I also realised that while mindful, internally focussed warmups such as a body scan or the Small Dance do a great job of getting me moving in an embodied way, the external stimulus of the spoken text does a better job of interrupting my habits, introducing variations in rhythm and muscle tone that I may not have found on my own. Arguably, this movement is more ‘interesting’ to watch…?
The camera battery died in the middle of my attempt at the 4x5+2 structure. Once I had noticed this, I tried not to let it distract or frustrate me but allow the temporal nature of this dance to give it an added layer of freedom. Of course, then I chided myself that I should always be doing this regardless of presence of the camera.
I wrote of the four dances:
1. Reminiscent of past dances about strength: a solo in a garden, a performance piece from university, another from my Quantum Leap days. There is some essence that these dances have in common… but can it be defined?
2. My vision is blurry/dark/fuzzy. The landscape is dim, swimming in and out of focus: windswept dunes, the desert at dusk.
3. A longing. Glimpses of Pina Bausch, tense, slow motion, then sad. ‘Contort like a beautiful ugly expressionist rather than like my own ugliness?’
4. A mock seduction, peacocking.
I also wrote that today confirmed yesterday’s thoughts about the different energy requirements of physical and mental work. I might be able to move through the scores, but I struggle to find new ways to be interested or investigate deeper when I’m this tired. Overall, I was still very happy to be here and dancing today and not falling into the Day 2 rut again.

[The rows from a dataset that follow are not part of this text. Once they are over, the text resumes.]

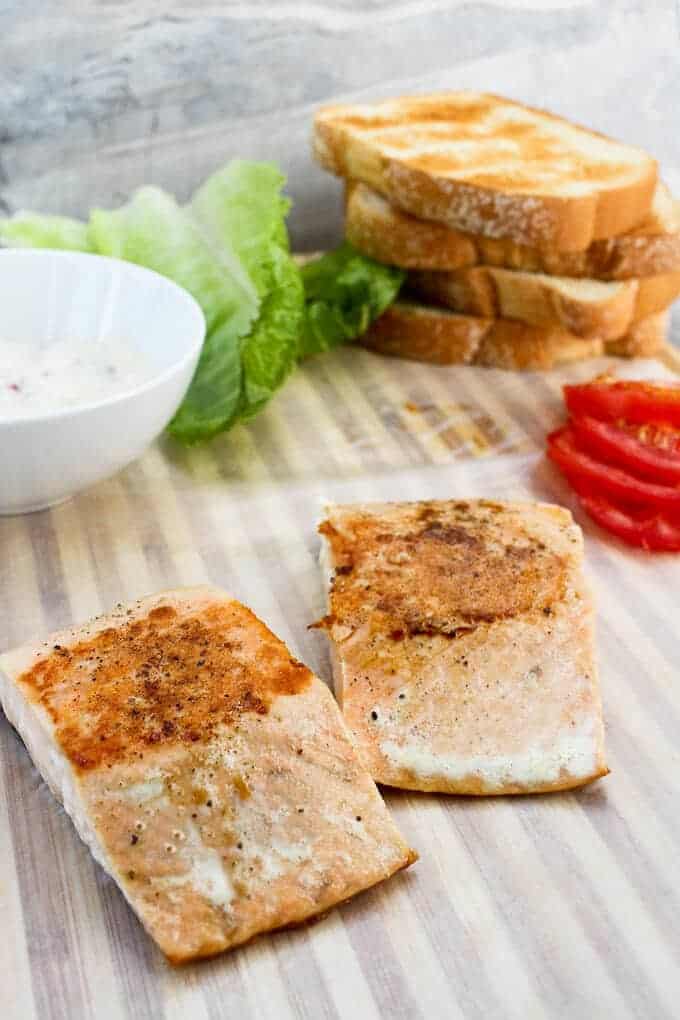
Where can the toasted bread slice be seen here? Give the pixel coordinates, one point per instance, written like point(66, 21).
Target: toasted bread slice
point(378, 228)
point(643, 340)
point(588, 308)
point(426, 333)
point(209, 772)
point(462, 634)
point(489, 166)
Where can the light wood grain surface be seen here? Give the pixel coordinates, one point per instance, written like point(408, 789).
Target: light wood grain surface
point(558, 907)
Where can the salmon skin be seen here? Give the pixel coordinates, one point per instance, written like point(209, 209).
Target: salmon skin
point(209, 772)
point(462, 635)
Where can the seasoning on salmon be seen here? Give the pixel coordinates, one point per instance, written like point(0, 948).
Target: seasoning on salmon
point(462, 634)
point(209, 771)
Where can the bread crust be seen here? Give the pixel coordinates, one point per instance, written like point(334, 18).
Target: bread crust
point(585, 308)
point(389, 235)
point(424, 333)
point(351, 142)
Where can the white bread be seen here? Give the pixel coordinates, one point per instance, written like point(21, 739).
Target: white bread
point(490, 166)
point(387, 234)
point(425, 333)
point(588, 308)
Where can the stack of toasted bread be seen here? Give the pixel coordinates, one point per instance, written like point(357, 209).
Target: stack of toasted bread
point(528, 241)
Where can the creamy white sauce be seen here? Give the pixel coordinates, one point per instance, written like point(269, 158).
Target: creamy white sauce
point(65, 373)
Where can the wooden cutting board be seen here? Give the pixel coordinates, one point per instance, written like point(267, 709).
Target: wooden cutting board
point(564, 906)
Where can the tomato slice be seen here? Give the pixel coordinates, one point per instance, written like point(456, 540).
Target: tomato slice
point(589, 477)
point(647, 451)
point(616, 400)
point(647, 530)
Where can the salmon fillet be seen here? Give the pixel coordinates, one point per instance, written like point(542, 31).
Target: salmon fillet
point(209, 772)
point(462, 634)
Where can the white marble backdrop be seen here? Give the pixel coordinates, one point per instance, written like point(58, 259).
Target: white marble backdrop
point(98, 96)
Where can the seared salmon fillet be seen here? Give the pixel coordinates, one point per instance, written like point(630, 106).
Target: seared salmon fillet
point(209, 772)
point(462, 634)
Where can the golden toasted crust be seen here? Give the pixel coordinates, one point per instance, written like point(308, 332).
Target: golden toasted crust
point(463, 645)
point(489, 166)
point(426, 333)
point(389, 235)
point(209, 772)
point(643, 340)
point(583, 307)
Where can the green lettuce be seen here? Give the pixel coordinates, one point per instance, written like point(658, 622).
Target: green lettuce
point(228, 247)
point(33, 230)
point(345, 292)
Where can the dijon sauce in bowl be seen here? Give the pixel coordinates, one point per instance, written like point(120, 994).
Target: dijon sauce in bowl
point(96, 356)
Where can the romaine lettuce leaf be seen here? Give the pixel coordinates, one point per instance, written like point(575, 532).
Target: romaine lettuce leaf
point(344, 293)
point(229, 248)
point(31, 230)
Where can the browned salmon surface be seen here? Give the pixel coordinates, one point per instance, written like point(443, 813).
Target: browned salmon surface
point(463, 644)
point(208, 770)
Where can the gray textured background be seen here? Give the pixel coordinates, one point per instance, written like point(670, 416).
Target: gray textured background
point(98, 97)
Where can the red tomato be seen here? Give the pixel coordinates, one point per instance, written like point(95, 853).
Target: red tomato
point(616, 400)
point(590, 477)
point(646, 451)
point(647, 529)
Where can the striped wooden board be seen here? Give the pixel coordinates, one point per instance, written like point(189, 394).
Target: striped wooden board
point(563, 906)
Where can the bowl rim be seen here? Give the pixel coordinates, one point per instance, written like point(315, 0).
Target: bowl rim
point(135, 391)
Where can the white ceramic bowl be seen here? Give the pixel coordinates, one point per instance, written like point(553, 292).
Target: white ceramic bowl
point(48, 295)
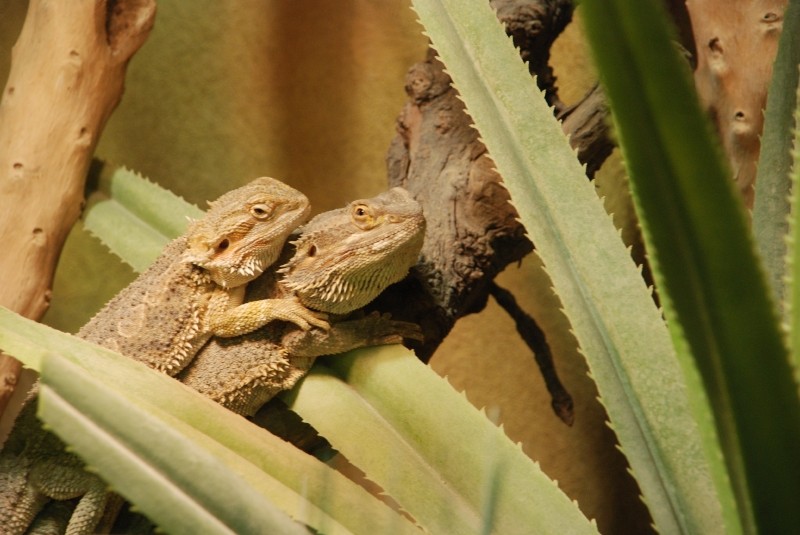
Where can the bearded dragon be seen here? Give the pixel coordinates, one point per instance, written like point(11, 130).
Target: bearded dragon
point(342, 261)
point(194, 290)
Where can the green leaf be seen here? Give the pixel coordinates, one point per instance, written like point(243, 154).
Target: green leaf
point(295, 482)
point(450, 468)
point(715, 297)
point(612, 313)
point(150, 215)
point(773, 187)
point(135, 449)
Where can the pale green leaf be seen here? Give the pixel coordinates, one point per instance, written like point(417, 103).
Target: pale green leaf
point(711, 284)
point(773, 187)
point(134, 217)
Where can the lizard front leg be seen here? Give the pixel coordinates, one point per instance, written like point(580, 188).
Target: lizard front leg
point(371, 330)
point(225, 320)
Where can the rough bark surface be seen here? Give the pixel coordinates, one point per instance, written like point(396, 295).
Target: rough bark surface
point(67, 76)
point(736, 45)
point(473, 232)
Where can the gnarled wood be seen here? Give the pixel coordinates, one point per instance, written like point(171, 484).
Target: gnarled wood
point(67, 76)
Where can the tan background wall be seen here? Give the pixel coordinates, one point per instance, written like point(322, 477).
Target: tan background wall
point(308, 91)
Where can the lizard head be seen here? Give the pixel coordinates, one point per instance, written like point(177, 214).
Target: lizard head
point(346, 257)
point(244, 230)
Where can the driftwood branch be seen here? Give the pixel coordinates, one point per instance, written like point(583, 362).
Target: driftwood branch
point(67, 76)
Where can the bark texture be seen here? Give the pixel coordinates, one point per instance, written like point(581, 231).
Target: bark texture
point(736, 45)
point(67, 76)
point(473, 232)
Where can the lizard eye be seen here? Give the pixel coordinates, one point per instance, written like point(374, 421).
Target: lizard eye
point(260, 211)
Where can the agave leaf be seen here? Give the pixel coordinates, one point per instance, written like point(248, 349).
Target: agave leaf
point(612, 313)
point(715, 297)
point(771, 207)
point(134, 447)
point(150, 215)
point(295, 482)
point(451, 468)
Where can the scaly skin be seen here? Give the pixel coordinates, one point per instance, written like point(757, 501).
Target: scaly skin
point(193, 291)
point(343, 260)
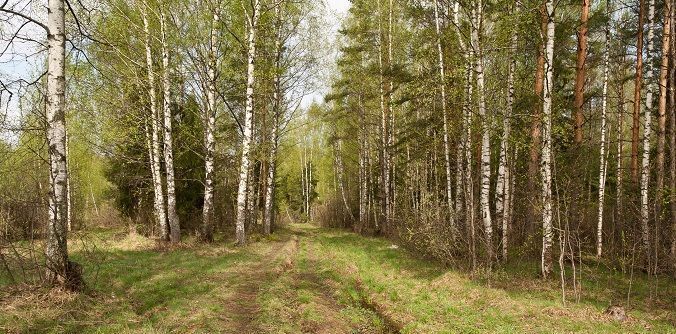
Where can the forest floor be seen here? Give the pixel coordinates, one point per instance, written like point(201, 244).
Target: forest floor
point(306, 279)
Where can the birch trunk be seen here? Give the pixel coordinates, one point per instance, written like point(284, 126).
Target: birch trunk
point(248, 127)
point(603, 162)
point(536, 122)
point(444, 111)
point(485, 130)
point(57, 233)
point(172, 217)
point(662, 109)
point(672, 149)
point(619, 171)
point(460, 198)
point(503, 184)
point(384, 129)
point(363, 170)
point(645, 163)
point(276, 111)
point(209, 139)
point(468, 173)
point(580, 70)
point(546, 156)
point(271, 172)
point(69, 203)
point(160, 214)
point(340, 171)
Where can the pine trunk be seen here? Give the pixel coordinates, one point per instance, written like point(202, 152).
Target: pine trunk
point(638, 82)
point(502, 192)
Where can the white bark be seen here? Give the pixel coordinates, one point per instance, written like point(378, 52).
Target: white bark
point(209, 139)
point(174, 225)
point(248, 126)
point(57, 233)
point(363, 171)
point(274, 140)
point(155, 165)
point(485, 129)
point(603, 163)
point(384, 129)
point(69, 194)
point(546, 156)
point(444, 111)
point(645, 163)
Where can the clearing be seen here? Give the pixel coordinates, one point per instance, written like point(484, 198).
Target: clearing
point(307, 279)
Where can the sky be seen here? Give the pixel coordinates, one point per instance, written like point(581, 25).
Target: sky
point(337, 11)
point(15, 64)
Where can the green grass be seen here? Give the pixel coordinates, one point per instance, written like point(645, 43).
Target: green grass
point(320, 280)
point(134, 287)
point(422, 297)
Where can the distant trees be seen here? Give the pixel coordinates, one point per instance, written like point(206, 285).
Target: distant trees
point(451, 90)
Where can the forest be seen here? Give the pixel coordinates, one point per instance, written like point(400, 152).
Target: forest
point(337, 166)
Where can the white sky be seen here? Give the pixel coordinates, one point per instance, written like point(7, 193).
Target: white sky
point(337, 11)
point(20, 60)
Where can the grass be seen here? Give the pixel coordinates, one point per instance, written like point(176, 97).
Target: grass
point(314, 280)
point(136, 287)
point(422, 297)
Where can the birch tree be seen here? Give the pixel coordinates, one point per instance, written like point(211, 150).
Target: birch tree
point(645, 162)
point(247, 136)
point(174, 226)
point(662, 108)
point(477, 22)
point(444, 111)
point(546, 156)
point(580, 70)
point(58, 265)
point(209, 130)
point(638, 82)
point(276, 114)
point(155, 164)
point(603, 163)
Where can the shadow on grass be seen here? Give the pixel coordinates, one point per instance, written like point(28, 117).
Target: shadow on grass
point(137, 290)
point(601, 286)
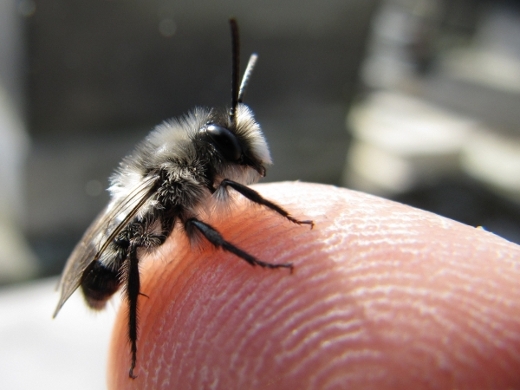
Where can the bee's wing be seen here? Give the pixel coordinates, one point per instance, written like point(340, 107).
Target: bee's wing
point(87, 251)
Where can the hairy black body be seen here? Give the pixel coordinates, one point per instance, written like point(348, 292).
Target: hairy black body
point(182, 170)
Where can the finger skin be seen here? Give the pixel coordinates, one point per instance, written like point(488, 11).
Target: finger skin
point(383, 296)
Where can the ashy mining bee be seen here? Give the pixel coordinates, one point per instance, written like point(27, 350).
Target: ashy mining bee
point(182, 166)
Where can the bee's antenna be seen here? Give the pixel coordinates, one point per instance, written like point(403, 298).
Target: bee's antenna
point(235, 42)
point(247, 75)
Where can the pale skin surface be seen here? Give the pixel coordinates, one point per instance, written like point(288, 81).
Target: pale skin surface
point(382, 296)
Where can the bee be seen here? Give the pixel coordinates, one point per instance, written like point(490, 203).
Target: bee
point(181, 166)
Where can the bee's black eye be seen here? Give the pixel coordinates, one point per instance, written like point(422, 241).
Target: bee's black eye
point(225, 142)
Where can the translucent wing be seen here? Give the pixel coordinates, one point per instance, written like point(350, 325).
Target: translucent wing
point(88, 249)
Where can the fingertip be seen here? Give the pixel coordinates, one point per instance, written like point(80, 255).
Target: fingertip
point(381, 294)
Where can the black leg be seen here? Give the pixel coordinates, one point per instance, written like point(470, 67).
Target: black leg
point(215, 238)
point(132, 294)
point(254, 196)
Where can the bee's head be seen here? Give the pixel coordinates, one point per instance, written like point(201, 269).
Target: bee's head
point(236, 136)
point(239, 142)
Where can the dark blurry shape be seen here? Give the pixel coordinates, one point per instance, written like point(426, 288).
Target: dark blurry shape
point(17, 263)
point(440, 119)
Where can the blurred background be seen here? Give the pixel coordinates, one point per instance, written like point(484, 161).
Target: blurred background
point(414, 100)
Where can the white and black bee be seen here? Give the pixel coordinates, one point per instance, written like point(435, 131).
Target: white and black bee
point(167, 180)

Curiously, stepping back into the present for a moment as I write this, I find those four descriptions for the dances that day quite distinctive, and they do a good job of taking me back to that improvised event. Recently (in 2022) I have often found myself struggling to clearly define the dances each day, and I almost take my ability to articulate labels for each dance as a measure for their success or at least of my level of engagement with each one. So, by my current criteria, I would possibly judge that session less harshly than how I did a year ago? Not that I am disregarding my past experience, but it’s interesting to see how the process can circle around.
Looking back, it’s not surprising that I struggled to find focus that week. I was coming to realise that scheduling time to come into the studio was not enough to fulfill my goals for the project. I needed to find time outside the studio for reflecting, planning, and documenting. I remember thinking: if I am bothering to film my studio sessions, I also need to be putting the footage to use – whether reflecting and feeding directly back into the practice or editing and sharing it as documentation. ‘Do something!’ was the underlined instruction to myself. I felt like I needed an accountability system to get my accountability system up and running!
This project was starting to make its presence felt in my life. If I was going to give it the attention it deserved, then something had to give, priorities needed to be assessed. I started having some very serious thoughts about pulling back on my teaching work (gasp!), turning away some of the steady income in favour of time, physical energy, and creative energy. It was a scary prospect.
By the end of this week, I had bit the bullet and decided to build a website. This would be my platform for documentation.